La mujer, quien durante más de dos décadas estuvo vinculada al servicio de la comunidad como promotora de salud, tuvo que abandonar la casa donde vivió durante cerca de 30 años debido a los daños ocasionados por el terremoto del pasado 10 de agosto.
La historia de Sandra Monsalve refleja las dificultades que todavía enfrentan algunas familias de la vereda La Vigorosa, en la zona rural de Riofrío, luego del terremoto registrado el pasado 10 de agosto.
Sandra dedicó durante más de 20 años parte de su vida al servicio de la comunidad como promotora de salud y estuvo vinculada al Hospital Kennedy. Sin embargo, hoy atraviesa una situación completamente diferente: perdió su vivienda como consecuencia de los daños ocasionados por el movimiento telúrico.
Durante el sismo, una de las paredes de su casa estuvo a punto de caerle encima. El riesgo la obligó a abandonar el inmueble en el que durante aproximadamente tres décadas construyó su hogar y sacó adelante a su familia.
A esta situación se suman las complicaciones de salud que enfrenta desde hace cuatro años, lo que hace aún más compleja su situación actual.
Ante la pérdida de la vivienda, su hermana Claudia decidió recibirla en su hogar y brindarle un lugar donde permanecer mientras la familia busca alternativas para afrontar las consecuencias de lo ocurrido.
Para Claudia, Sandra ha sido una mujer trabajadora y dedicada durante buena parte de su vida al servicio de otras personas.
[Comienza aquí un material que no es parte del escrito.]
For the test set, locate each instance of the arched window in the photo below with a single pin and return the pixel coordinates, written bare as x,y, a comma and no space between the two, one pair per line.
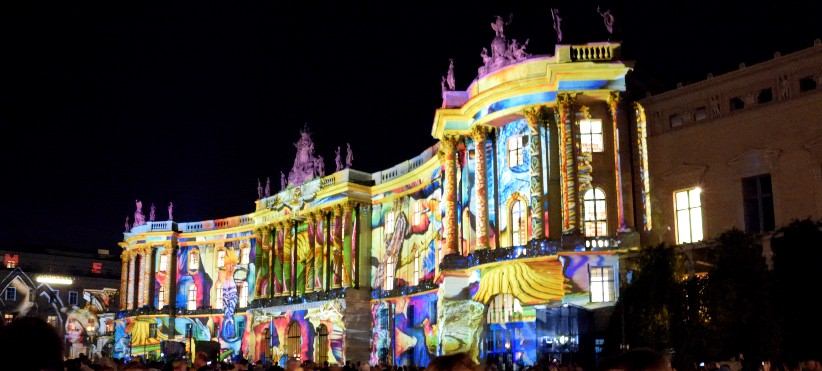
503,309
596,215
192,297
218,292
194,260
293,344
518,219
322,344
242,291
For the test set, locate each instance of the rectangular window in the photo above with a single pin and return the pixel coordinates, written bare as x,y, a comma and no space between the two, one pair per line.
602,284
757,196
11,293
590,135
688,205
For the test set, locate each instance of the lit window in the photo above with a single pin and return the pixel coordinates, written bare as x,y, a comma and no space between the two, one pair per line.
389,222
220,258
11,293
245,254
503,309
192,298
242,287
161,297
518,214
595,213
590,135
194,260
602,284
418,212
218,303
163,263
688,205
516,150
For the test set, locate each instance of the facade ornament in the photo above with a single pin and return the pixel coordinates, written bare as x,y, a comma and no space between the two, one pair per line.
337,160
139,218
557,24
349,155
152,212
607,19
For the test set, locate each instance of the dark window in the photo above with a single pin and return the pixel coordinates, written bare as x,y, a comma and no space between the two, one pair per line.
736,103
700,114
757,196
807,83
764,96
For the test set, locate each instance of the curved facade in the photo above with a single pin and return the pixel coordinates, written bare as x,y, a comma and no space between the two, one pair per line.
502,240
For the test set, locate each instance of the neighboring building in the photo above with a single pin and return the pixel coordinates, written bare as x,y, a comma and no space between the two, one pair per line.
741,150
75,292
502,240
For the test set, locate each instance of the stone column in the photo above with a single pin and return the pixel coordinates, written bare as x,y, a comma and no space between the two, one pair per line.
613,105
309,257
447,153
565,105
346,234
123,279
288,249
534,117
336,240
480,134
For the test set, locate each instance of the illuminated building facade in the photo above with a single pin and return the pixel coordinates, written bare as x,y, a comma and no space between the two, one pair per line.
759,163
502,240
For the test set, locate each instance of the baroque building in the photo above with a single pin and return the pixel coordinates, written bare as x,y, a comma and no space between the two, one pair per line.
502,240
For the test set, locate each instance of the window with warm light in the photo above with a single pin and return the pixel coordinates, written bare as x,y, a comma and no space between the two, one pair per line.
688,206
518,215
516,150
590,135
192,298
602,284
595,213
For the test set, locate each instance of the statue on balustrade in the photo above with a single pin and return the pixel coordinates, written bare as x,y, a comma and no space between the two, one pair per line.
139,218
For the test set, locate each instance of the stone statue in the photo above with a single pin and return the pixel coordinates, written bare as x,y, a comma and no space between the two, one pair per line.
608,19
139,218
450,76
152,212
349,155
337,160
557,24
319,166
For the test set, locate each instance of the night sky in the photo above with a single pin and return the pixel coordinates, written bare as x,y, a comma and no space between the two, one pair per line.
104,103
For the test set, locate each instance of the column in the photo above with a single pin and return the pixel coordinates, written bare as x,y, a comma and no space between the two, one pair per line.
288,249
123,279
336,241
613,105
310,258
346,234
534,117
480,134
448,151
565,102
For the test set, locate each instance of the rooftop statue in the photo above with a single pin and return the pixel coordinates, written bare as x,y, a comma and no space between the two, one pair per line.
349,156
305,162
139,218
152,212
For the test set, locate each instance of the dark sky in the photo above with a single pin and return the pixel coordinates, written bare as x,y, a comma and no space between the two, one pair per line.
102,103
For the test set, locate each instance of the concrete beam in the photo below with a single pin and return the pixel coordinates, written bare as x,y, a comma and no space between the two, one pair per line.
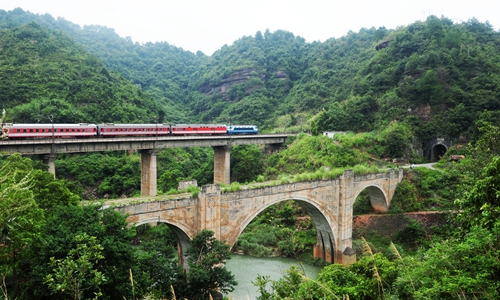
46,146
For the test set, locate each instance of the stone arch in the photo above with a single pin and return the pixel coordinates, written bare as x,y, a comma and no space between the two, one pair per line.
326,239
378,197
183,239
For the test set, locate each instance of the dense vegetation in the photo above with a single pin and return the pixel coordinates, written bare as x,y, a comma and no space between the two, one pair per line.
461,264
54,248
390,90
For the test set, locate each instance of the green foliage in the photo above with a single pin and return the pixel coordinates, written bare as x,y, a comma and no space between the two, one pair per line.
405,198
157,261
207,273
362,204
112,234
410,234
308,154
76,272
246,163
21,221
175,165
283,228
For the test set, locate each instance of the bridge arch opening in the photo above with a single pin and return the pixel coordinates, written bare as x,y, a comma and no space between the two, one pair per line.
182,241
371,199
438,151
321,228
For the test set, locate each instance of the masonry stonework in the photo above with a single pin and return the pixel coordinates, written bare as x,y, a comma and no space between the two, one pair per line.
328,202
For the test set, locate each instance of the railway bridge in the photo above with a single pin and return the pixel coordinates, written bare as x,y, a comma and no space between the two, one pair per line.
329,203
48,149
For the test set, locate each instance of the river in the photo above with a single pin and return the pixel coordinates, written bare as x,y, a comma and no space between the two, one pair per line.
246,268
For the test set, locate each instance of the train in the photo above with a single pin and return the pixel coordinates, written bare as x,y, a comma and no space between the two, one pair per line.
108,130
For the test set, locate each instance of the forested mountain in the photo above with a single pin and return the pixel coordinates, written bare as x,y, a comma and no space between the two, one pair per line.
45,73
435,78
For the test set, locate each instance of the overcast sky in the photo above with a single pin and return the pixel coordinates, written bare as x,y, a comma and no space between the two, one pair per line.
207,25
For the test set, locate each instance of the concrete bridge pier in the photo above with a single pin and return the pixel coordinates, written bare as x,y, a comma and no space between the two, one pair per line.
346,201
222,164
148,172
50,160
324,247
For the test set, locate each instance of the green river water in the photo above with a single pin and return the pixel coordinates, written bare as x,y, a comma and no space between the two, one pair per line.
246,268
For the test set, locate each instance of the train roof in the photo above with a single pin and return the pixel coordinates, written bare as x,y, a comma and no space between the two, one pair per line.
131,125
200,125
35,125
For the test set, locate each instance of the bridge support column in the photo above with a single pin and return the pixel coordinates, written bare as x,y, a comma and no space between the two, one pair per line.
343,254
209,206
50,160
148,173
222,164
324,247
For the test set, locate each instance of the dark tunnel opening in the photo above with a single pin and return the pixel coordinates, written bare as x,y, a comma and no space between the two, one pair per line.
437,152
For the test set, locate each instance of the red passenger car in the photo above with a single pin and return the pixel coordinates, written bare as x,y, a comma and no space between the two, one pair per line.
36,131
131,130
199,129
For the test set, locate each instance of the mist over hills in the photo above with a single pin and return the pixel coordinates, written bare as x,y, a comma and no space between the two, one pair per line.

Ahora, es su familia la que se convierte en su principal red de apoyo.
Las huellas del terremoto siguen presentes
El caso de Sandra no es ajeno a la situación que todavía se observa en La Vigorosa. En esta zona rural de Riofrío permanecen visibles algunas de las afectaciones ocasionadas por el terremoto.
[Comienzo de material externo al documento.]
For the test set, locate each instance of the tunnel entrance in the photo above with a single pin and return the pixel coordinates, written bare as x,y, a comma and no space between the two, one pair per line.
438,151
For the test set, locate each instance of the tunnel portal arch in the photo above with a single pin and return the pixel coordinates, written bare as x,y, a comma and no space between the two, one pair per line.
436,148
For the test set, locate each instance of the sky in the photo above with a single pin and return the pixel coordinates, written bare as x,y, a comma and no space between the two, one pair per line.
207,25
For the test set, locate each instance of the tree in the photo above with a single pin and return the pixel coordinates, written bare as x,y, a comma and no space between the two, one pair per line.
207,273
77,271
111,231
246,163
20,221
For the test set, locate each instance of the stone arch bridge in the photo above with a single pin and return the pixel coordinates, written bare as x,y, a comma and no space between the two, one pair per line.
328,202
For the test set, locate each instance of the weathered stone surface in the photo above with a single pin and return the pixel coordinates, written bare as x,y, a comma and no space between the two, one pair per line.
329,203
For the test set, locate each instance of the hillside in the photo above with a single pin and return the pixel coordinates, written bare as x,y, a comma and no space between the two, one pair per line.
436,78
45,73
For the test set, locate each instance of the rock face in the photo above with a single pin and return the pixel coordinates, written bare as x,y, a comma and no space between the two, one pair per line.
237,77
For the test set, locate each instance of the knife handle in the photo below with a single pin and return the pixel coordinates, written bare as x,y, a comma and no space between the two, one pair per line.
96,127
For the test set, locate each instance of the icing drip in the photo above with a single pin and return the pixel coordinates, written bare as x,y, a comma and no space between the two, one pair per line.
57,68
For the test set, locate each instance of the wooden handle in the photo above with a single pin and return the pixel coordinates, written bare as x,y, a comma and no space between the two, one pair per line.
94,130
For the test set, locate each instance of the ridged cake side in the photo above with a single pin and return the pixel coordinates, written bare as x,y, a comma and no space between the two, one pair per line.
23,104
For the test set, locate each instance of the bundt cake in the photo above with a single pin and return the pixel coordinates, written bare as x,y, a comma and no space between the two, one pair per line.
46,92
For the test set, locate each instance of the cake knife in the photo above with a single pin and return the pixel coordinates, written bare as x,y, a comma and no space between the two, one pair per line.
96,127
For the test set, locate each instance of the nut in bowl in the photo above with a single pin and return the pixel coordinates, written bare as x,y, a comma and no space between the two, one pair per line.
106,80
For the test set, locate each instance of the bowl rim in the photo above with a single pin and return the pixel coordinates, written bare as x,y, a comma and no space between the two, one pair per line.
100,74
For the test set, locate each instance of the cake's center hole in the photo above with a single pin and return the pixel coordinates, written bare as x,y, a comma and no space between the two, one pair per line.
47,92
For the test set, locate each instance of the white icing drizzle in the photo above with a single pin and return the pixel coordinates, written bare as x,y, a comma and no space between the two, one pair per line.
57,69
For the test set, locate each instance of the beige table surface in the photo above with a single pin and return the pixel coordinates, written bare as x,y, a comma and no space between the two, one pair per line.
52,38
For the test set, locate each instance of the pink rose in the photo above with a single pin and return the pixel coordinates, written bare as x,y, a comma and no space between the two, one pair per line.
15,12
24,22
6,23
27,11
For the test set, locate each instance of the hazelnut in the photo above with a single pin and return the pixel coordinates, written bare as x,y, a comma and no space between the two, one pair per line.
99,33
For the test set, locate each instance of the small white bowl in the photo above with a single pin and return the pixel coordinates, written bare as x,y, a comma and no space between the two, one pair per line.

Vías, viviendas y la capilla de la comunidad presentan daños que evidencian el impacto que tuvo el movimiento telúrico sobre este sector.
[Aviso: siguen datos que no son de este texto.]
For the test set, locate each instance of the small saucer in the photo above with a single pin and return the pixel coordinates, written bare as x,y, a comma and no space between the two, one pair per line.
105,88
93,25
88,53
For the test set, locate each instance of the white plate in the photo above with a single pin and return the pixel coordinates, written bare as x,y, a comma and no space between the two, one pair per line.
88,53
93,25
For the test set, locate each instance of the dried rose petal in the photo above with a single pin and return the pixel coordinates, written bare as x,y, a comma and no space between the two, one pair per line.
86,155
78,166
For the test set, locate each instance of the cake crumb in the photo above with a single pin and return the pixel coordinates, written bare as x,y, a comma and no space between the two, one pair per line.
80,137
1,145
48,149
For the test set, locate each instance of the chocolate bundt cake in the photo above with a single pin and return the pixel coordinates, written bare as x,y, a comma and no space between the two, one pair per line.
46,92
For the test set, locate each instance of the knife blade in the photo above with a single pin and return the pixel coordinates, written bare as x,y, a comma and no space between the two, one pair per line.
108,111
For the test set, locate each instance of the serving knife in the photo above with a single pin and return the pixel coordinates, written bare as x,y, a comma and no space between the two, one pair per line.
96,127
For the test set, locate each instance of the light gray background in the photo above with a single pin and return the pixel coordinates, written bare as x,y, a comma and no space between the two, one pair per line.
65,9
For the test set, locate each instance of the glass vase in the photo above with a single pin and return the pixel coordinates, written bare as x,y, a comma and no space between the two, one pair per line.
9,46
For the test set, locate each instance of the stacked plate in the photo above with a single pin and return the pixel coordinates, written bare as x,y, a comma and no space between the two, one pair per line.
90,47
Mientras algunas familias intentan recuperar sus viviendas y reorganizar sus vidas, los habitantes también han recurrido a la solidaridad para atender las necesidades más inmediatas.
La comunidad continúa movilizando ayudas humanitarias destinadas a las familias afectadas, en medio de un proceso de recuperación que todavía representa un desafío para quienes perdieron sus viviendas o sufrieron daños en sus propiedades.
El caso de Sandra pone nuevamente la atención sobre una pregunta que permanece después de la emergencia: ¿cuánto tiempo necesitarán las familias afectadas para recuperar las condiciones de vida que tenían antes del terremoto?
Por ahora, Sandra permanece junto a su hermana y su familia, mientras busca la manera de comenzar nuevamente. Su historia representa la de otros habitantes de La Vigorosa que, después de perder parte de lo construido durante años, enfrentan el desafío de reconstruir no solo sus viviendas, sino también sus proyectos de vida.